Не могу я все-таки удержаться от малейшей возможности съязвить…

– Бордового цвета, как говорят наши специалисты, видеть пока не доводилось, – спокойно проглотил Кобаяси мою шпильку. – Но теоретически, Минамото-сан, скажу вам, уж так и быть, что чем темнее цвет, тем сильнее наркотик.

– Так, значит, у вас прошла информация, что готовится засылка этого «крокодила» к нам? От русских была информация?

– Да, от русских, и было это в декабре. Мы, естественно, начали принимать контрмеры, чтобы себя обезопасить. Но если в аэропортах, как я уже сказал, наркотик найти в багаже или на теле не очень трудно, то с русскими судами – проблема на проблеме. Например, собаки наши на российских рыбных судах работать не могут. Вы знаете, русские себя их мытьем не утруждают. Зимой, когда морозы стоят, еще ничего, но вот летом на этих траулерах такая вонь стоит, что псы наши работать отказываются.

– Остается одна надежда – на матросиков, которых никаким амбре не испугаешь, так? – предположил я.

– Да. Точнее – на российскую экономику.

– В смысле?

– Ну, пока эти матросики от своих хозяев получают гроши, их всегда легко можно перекупить.

– И сколько вы Шепелеву платили?

– Пока по сто тысяч йен при каждой встрече.

– То есть где-то по тысяче долларов?

– Да.

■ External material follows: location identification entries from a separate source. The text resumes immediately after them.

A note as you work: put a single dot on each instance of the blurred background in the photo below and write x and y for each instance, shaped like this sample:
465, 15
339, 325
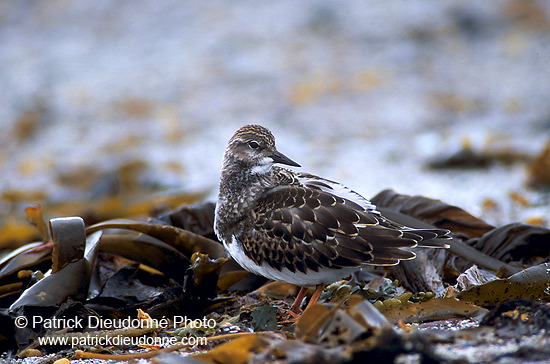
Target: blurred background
125, 108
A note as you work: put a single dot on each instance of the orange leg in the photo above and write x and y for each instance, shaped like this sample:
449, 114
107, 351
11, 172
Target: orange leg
295, 308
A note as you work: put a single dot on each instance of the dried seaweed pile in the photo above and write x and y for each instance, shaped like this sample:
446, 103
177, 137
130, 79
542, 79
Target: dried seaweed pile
172, 282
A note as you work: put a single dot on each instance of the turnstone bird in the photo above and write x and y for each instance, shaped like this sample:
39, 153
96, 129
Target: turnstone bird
297, 227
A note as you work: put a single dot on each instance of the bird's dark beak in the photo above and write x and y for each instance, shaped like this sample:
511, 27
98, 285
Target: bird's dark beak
279, 157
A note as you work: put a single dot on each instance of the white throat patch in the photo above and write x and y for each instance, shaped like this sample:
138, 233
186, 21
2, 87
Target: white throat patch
265, 166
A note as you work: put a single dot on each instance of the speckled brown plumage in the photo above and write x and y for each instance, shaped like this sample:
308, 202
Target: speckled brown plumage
297, 227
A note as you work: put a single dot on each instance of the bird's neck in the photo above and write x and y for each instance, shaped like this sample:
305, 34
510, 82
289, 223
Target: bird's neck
239, 185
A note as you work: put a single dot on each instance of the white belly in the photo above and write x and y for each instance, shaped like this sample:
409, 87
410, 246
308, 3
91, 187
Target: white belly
311, 278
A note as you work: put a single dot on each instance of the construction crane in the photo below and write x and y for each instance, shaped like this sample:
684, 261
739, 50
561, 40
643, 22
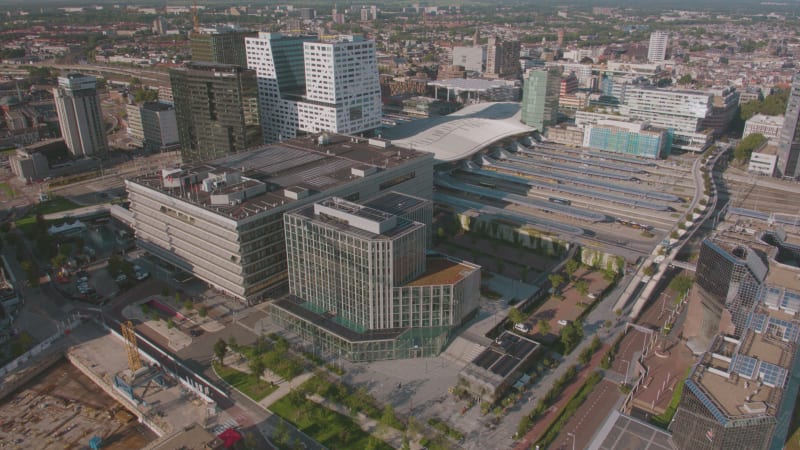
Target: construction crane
134, 362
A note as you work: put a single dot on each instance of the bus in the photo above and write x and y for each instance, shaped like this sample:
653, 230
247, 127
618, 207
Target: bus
561, 201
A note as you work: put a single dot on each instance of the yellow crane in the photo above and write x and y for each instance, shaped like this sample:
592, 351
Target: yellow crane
132, 347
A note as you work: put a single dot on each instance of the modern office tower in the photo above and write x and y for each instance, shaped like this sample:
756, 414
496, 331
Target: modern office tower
540, 98
222, 221
724, 107
657, 51
742, 392
221, 46
637, 139
310, 85
134, 119
361, 285
789, 142
768, 126
79, 115
471, 58
216, 108
502, 57
159, 126
728, 280
682, 111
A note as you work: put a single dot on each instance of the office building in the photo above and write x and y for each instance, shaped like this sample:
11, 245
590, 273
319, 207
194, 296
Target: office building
153, 125
789, 141
724, 107
764, 160
222, 220
216, 109
361, 285
636, 139
310, 85
727, 282
472, 58
79, 115
768, 126
540, 98
135, 129
502, 58
682, 111
220, 46
657, 50
742, 392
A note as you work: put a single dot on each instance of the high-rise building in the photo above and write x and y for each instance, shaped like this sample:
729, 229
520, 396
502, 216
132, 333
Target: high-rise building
361, 285
657, 50
79, 115
682, 111
216, 108
159, 126
220, 46
502, 57
310, 85
540, 98
471, 58
789, 142
222, 220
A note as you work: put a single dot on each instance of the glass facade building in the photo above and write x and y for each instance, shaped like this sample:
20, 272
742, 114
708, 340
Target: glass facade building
789, 139
216, 108
540, 98
360, 282
629, 139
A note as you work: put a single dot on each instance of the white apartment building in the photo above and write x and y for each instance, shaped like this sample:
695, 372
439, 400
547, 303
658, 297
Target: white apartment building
657, 51
769, 126
472, 58
79, 115
311, 85
682, 111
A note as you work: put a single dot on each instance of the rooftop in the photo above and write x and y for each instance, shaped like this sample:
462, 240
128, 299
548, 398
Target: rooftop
746, 378
462, 133
300, 165
443, 271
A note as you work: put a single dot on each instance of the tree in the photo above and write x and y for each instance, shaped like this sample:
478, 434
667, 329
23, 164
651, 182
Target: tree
571, 267
220, 348
515, 316
555, 280
544, 326
747, 145
680, 284
582, 287
686, 79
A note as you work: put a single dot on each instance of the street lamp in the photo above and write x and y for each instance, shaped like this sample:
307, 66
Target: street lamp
627, 369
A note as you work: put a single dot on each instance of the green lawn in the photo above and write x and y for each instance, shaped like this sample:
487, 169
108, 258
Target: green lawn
244, 382
8, 190
329, 428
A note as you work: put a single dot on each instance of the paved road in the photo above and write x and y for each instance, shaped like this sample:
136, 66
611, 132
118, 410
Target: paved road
502, 436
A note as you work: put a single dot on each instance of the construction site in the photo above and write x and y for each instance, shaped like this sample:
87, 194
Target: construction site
62, 408
96, 392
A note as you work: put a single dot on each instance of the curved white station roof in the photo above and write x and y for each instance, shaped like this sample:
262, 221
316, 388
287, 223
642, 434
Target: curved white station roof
462, 133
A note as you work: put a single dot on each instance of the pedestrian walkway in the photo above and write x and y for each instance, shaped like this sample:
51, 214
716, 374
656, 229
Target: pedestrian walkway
549, 416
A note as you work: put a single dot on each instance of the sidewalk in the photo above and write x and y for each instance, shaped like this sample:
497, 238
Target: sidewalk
544, 421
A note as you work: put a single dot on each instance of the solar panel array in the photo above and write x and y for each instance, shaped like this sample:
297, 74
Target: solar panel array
744, 365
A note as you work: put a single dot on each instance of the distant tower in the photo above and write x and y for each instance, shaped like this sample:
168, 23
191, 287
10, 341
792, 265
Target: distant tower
657, 51
79, 115
789, 139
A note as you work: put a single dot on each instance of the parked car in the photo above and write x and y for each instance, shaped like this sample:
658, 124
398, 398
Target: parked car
522, 327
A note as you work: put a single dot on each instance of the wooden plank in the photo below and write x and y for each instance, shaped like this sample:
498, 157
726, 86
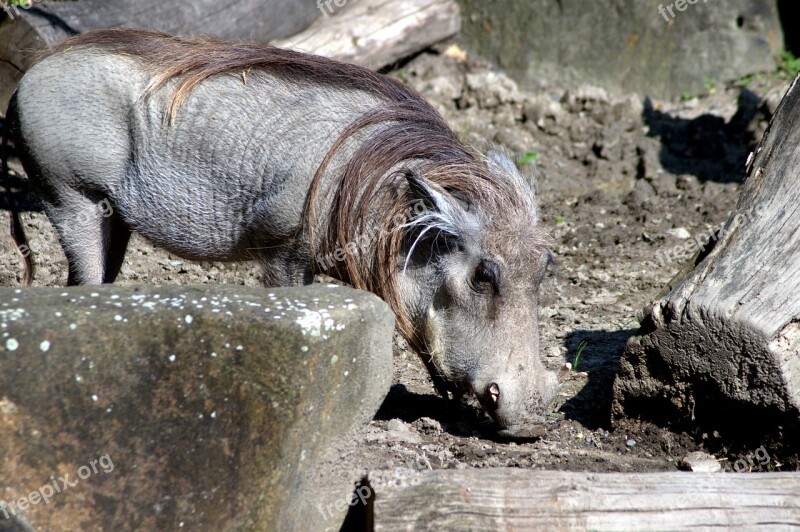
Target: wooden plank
376, 33
515, 499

Всего ему триста тысяч йен заплатили уже и на сегодня очередную сотню готовили.

– Немного…

– Это за так! Просто прикорм! Чтобы приехал, отзвонился, доложил, что жив-здоров, продолжает смотреть во все глаза и слушать во все уши. А вот если бы конкретную информацию выдал – номер каюты, имя матроса или пассажира, в какой сумке что лежит или под каким матрасом, то на этот случай мы в запасе имеем уже, скажем, миллион йен.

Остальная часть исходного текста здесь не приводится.